Internal factors
Thomas Nielsen, lecturer, MA in Psychology
The internal factors of depression are psychological characteristics that can increase the risk of developing depression. It can be ordinary nervousness, a very negative way of thinking or a passive behavioural pattern.
Ordinary nervousness
Your tendency to becoming nervous depends both on your heredity and environment. Nervousness is like other personality traits determined both by your genes and your personal development. If you are emotionally easily moved and vulnerable, you are at greater risk of becoming depressed.
If you have a tendency to react with strong negative feelings, you can easily get completely down and out emotionally when you are subjected to external strains like divorce or getting the sack. If you are generally very nervous, you need to avoid environmental strains and stressful influences in order not to increase the risk of developing depression.
A very negative way of thinking
A negative way of thinking means that you are inclined to think in a negative and pessimistic way, especially when you are up against adversity.
If you have a negative way of thinking, it is especially marked by three things:
- An inclination to take the blame for unpleasant events.
- An inclination to believe that unfortunate events spread to large parts of life.
- A belief that nothing will improve. You believe that you will be subjected to unpleasant events for the rest of your life.
A new American study has shown that young men with a negative way of thinking had a 16 times greater risk of becoming depressed compared to others.
Passive behavioral pattern
It is called a passive behavioural pattern when you react to adversity by
- coming to a complete stop
- giving up solving the problems
- escaping the problems
The risk of becoming depressed would be smaller if, in your childhood (or later), you learned how to solve problems, i.e. being active instead of passive. One way of solving problems is to talk about them.

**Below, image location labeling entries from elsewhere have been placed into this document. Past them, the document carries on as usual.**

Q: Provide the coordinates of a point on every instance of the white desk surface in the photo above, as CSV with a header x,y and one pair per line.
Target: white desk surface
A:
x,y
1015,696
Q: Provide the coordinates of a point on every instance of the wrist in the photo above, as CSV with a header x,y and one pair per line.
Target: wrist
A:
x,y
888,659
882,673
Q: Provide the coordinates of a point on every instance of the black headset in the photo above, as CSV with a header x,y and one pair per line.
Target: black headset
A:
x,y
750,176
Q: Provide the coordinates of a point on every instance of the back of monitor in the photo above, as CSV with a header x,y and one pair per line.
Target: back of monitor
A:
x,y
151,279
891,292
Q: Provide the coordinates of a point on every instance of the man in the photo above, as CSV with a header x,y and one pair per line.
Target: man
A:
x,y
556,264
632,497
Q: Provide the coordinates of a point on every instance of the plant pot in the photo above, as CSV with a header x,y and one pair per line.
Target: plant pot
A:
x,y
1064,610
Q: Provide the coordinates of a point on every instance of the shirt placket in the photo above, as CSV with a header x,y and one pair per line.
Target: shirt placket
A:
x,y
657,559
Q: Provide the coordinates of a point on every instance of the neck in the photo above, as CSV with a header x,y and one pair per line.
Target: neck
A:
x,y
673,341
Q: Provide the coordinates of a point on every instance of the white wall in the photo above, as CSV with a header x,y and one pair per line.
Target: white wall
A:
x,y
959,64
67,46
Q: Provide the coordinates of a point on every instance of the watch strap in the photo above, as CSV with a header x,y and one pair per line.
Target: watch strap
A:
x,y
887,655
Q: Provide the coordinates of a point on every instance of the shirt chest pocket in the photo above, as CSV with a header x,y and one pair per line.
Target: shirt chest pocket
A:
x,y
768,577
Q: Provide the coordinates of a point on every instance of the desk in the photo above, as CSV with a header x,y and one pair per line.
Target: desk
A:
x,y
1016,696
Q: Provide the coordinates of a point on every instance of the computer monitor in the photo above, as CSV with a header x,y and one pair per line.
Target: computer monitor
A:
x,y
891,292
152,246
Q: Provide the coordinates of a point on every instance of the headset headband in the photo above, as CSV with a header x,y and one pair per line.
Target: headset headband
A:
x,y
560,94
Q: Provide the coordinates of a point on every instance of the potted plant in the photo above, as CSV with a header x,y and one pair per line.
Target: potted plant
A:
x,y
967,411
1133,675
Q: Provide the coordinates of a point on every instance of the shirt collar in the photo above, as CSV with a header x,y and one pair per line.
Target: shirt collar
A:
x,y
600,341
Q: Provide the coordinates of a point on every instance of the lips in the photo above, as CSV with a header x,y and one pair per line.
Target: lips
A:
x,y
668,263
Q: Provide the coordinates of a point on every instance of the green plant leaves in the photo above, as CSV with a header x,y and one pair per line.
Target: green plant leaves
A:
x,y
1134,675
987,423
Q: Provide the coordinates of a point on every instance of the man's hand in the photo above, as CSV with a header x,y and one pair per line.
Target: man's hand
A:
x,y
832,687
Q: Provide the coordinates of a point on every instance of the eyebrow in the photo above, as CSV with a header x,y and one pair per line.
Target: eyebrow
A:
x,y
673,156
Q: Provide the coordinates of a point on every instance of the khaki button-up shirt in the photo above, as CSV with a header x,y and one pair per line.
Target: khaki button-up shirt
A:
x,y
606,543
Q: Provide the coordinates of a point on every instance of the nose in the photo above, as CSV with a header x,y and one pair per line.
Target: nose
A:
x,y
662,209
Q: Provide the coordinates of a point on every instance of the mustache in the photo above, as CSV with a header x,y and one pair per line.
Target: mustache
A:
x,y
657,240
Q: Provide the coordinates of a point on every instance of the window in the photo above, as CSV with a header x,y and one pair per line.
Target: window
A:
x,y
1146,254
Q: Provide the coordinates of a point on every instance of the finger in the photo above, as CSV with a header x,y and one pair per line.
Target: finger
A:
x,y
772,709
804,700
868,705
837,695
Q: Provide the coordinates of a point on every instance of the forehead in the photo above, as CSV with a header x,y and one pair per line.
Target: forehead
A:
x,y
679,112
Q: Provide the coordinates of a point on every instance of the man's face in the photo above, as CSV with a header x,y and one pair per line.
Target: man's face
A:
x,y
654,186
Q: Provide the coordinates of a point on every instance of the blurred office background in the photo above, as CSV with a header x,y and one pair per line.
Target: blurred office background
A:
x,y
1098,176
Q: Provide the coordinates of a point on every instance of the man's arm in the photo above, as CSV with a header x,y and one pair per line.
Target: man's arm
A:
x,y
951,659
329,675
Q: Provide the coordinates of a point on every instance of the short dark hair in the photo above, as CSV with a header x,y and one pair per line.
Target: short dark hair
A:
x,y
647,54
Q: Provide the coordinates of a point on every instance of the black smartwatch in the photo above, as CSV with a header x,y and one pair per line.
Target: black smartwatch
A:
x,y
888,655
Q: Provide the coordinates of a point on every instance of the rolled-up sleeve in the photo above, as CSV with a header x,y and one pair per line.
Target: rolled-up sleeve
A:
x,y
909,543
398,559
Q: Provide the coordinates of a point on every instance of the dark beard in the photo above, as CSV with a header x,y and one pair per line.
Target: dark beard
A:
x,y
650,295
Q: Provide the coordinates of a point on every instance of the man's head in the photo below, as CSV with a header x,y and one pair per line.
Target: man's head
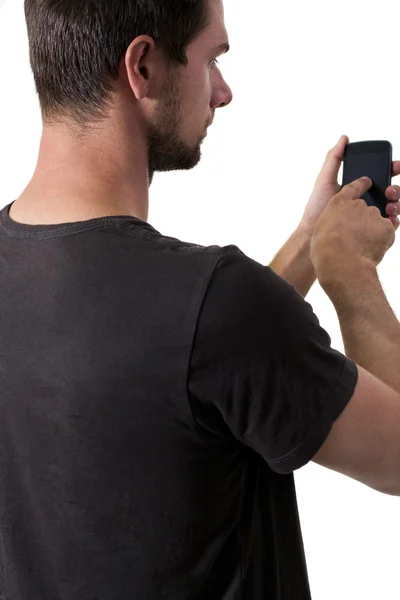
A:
x,y
153,59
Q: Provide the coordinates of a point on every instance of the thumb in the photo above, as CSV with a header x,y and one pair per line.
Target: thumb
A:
x,y
330,170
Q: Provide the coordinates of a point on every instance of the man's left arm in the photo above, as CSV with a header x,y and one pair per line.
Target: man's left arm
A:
x,y
293,261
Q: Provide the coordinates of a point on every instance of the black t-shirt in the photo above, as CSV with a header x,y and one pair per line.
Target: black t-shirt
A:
x,y
156,397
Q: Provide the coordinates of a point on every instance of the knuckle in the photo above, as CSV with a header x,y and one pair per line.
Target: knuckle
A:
x,y
375,212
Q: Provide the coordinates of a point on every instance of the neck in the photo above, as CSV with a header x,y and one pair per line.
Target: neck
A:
x,y
103,174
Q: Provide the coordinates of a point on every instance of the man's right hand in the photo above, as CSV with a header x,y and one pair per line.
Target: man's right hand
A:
x,y
349,233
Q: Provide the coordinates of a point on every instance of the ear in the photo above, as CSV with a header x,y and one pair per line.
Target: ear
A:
x,y
140,62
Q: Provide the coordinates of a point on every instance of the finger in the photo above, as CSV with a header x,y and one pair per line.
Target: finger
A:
x,y
393,193
330,169
393,209
356,189
396,168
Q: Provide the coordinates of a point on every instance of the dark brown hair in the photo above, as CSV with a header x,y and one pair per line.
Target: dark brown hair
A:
x,y
75,47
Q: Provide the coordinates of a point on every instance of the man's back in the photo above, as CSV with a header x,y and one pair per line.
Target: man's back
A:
x,y
144,453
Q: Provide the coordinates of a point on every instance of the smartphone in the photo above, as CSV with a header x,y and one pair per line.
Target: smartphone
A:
x,y
373,160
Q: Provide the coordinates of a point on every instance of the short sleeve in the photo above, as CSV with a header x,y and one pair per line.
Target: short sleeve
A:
x,y
261,361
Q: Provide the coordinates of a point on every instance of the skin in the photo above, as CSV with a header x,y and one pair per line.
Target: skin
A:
x,y
157,121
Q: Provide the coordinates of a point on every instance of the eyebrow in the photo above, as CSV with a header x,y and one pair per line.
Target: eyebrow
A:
x,y
223,48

But if you have a passive response pattern, it might be a result of negative thinking. Perhaps you often tell yourself: "I can't do anything anyway". And the reason you think this way might be because you haven't learned how to solve life's problems in an active and constructive way.
A low or unstable self-esteem (which fluctuates up and down in line with prosperity and adversity) can also increase the risk of developing depression. The same applies to people with a high degree of emotional dependence on other people or people who generally don't have trust in other people.